It occurred to me that it’s actually pretty amazing that somebody who had suffered so much at the hands of the police could reaffirm his commitment to help them if they needed it, even as he expressed his anger at what they had done with him. This sense of amazement grew when, later in the rally, I overheard some protesters having what was a fairly polite chat with two cops on the line. It resonated with me. In that moment, I saw the cops as human beings for the first time in a year.
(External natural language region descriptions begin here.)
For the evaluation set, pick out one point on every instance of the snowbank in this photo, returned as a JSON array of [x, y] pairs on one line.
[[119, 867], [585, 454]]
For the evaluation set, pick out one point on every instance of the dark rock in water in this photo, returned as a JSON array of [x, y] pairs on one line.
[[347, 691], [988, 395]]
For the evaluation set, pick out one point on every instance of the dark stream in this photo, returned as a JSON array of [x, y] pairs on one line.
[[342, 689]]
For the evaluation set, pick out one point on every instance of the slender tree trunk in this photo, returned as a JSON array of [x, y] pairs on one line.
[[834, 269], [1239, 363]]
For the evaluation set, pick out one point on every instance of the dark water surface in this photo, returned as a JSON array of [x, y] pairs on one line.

I suppose my personal conclusion from this long and convoluted account of my emotions is that rage is useful and empowering, but it must be channeled. Every single police officer is to some extent responsible for what happened in Toronto last summer. Some went so far as to remove their name-tags and assault handcuffed detainees with batons, while others are guilty of the lesser charge of having failed to voice their objection to what they were being ordered to do. We need to act on our collective rage and fight for accountability, for the restoration of civil rights, and for a formal apology if not the unconditional resignation of Bill Blair and his top commanders who were serving that weekend. But while some consequences are necessary to send a clear message to all Canadian police officers that this conduct is unacceptable, we must remember that the officers are still people, and it would be an ugly world indeed if everybody was defined solely by the worst thing they had ever done. We have to be willing to act in solidarity not only with the oppressed, but also with the oppressors. Our goal is not to simply turn the tables of oppression, but to eliminate it. As constructive and empowering as our collective rage may be, it must always be tempered by the realization that even the worst villains are still human beings.
*Despite filing a formal complaint about this illegal search and giving an interview, I have received no formal recognition of any wrongdoing.